Competing in a team championship without a team. That's the task for Utah State's Tana Call-Davis and Brigham Young's Korie Jackman tonight.

They qualified for the NCAA gymnastics championships as at-large all-arounders and have the same chance as everyone else to win the all-around title or make Saturday night's individual-event finals as anyone else, but they'll labor in relative obscurity."I just feel like this lonely little person in a big place," said Jackman, not sounding forlorn at all. "We're trying to get past that."

Davis, as the No. 4 qualifier in the at-large field, will rotate with fourth-seeded Nebraska, and Jackman, the fifth seed, will rotate with the hometown team, Georgia.
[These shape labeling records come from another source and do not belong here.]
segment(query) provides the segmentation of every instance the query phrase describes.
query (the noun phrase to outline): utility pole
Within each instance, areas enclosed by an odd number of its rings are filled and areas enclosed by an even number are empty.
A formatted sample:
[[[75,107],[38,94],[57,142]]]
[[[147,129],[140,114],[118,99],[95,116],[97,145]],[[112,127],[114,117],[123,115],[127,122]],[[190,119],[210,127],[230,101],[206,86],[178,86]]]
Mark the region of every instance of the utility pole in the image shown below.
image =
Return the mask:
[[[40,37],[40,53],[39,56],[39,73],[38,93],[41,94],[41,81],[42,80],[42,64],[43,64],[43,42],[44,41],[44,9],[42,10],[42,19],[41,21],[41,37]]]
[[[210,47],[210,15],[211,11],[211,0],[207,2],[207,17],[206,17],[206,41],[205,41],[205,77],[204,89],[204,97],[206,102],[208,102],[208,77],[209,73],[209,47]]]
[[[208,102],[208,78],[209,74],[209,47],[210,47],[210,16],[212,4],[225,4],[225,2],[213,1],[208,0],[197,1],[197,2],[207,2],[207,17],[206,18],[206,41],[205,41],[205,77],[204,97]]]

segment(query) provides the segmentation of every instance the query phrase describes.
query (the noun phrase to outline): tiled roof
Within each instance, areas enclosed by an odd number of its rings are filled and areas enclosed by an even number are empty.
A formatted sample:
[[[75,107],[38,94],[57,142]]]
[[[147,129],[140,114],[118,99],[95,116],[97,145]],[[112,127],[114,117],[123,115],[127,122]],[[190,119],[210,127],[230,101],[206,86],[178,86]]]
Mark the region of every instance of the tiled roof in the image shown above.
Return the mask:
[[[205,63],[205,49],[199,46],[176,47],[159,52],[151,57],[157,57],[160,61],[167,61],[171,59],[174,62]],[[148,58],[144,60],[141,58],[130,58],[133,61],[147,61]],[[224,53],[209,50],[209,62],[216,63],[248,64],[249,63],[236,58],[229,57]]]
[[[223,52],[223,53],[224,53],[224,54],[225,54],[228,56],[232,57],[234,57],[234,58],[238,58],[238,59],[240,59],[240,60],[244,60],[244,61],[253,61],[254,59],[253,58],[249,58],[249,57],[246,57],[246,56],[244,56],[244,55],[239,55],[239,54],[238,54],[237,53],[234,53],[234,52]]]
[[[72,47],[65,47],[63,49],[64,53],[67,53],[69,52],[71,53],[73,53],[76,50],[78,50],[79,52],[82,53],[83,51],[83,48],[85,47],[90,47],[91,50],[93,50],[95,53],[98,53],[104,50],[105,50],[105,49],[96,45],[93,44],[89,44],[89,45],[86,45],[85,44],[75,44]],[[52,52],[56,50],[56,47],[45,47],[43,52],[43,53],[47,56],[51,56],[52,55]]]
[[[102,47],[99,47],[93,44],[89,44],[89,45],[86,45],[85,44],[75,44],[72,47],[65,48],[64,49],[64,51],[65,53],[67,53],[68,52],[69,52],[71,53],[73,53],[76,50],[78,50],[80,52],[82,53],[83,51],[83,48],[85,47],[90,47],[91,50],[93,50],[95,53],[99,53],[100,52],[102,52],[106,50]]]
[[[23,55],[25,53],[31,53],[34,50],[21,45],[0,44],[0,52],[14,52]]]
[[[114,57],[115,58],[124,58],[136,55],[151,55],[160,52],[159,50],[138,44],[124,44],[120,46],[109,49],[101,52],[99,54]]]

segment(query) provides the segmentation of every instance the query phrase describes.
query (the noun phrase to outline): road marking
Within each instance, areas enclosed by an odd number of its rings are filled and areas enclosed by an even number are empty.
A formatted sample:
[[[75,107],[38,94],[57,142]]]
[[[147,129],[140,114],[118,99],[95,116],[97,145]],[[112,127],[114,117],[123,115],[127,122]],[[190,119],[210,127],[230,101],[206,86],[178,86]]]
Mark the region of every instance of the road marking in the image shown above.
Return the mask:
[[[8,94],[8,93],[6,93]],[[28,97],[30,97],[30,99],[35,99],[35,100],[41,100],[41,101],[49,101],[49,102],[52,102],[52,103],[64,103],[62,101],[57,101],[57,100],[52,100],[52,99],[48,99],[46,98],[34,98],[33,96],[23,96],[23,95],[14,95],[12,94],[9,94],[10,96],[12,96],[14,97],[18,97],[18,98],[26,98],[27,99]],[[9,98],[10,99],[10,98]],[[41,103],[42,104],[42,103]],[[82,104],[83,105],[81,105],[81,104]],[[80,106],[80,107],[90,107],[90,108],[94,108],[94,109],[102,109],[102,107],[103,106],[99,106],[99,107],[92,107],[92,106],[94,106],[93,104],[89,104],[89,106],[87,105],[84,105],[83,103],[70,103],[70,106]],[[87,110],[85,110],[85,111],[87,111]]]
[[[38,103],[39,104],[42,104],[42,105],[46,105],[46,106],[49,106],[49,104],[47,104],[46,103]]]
That means most eyes in Georgia Coliseum will be on Jackman's rotation, though she'll perform after the Georgia team is done on each event.

"I think that will help me," said Jackman. "I like performing for people."

Jackman got used to competing without crowds as a member of Orem's All-American Gymnastics club, and she qualified for three Class I national championships. "I could handle it then," she says. "I didn't know what it was like to be with a team. Now that I look back, I don't like club gymnastics."

Jackman is the first BYU female gymnast to ever qualify for the NCAA finals, and three weeks ago, she set a record for state collegiate gymnasts by scoring 38.95 all-around, the highest ever, breaking Utah's Megan Marsden's mark of 38.85.

Jackman, a freshman from Springville, fell from balance beam at the Midwest Regional two weeks ago but says now maybe she's glad of it because it put her in the Georgia rotation.

She and Coach Brad Cattermole, in his first full season, are so new to college gymnastics they don't know the routines of the national finals and are learning by trial and error. That hurt BYU in the regional meet, and the team didn't recover enough to qualify for this 12-team field.

Cattermole worries that he and Jackman may be a little too calm - "underpressured," he says.

Utah State's Davis, a junior from Minnesota, is also a first-timer at nationals, though Coach Ray Corn has taken all-arounders several times.

"I'm excited and a little nervous, but it will go away when it's time to compete," says Davis.

Her only cheering section will be her husband, Craig, and Aggie staff members. "Without a team, it's really different," she says. "That's the hardest thing."

The Aggies were the No. 13 qualifier for the 12-team national field and have the honorary title of "alternate" team, but they didn't get NCAA plane tickets to Athens.

Davis holds the Aggie all-around record of 38.1 and scored 38.0 in the regional. "I knew I could break it," says Davis. "We have three or four girls on the team who could break it. I just happened to be the one, and next year, my record will be broken."

Corn says Davis in some ways is the best gymnast USU has ever produced. "In terms of difficulty she may not be the best, but in terms of being an all-around gymnast, she's the best I've ever had.

"She's so clean," he adds. "She never bends her knees; she has a great deal of execution. Her grace and elegance is what gives her that presence in the arena. And she's always happy, never down in the mouth," Corn says.

Her marriage, he says, was the best thing for her; she became a better gymnast and student after getting married.

The collegiate nationals are the biggest meet Davis has ever performed in. She competed in the Minnesota high school finals, which are bigger there than clubs, and trained year-round at a club without turning to elite/Class I competition.

Qualifying for the college finals is a reaffirmation of personal faith in herself. "I always knew I could compete with girls who came from clubs," she says. But a back injury when she was a freshman and ankle injury last year kept her from proving it until now.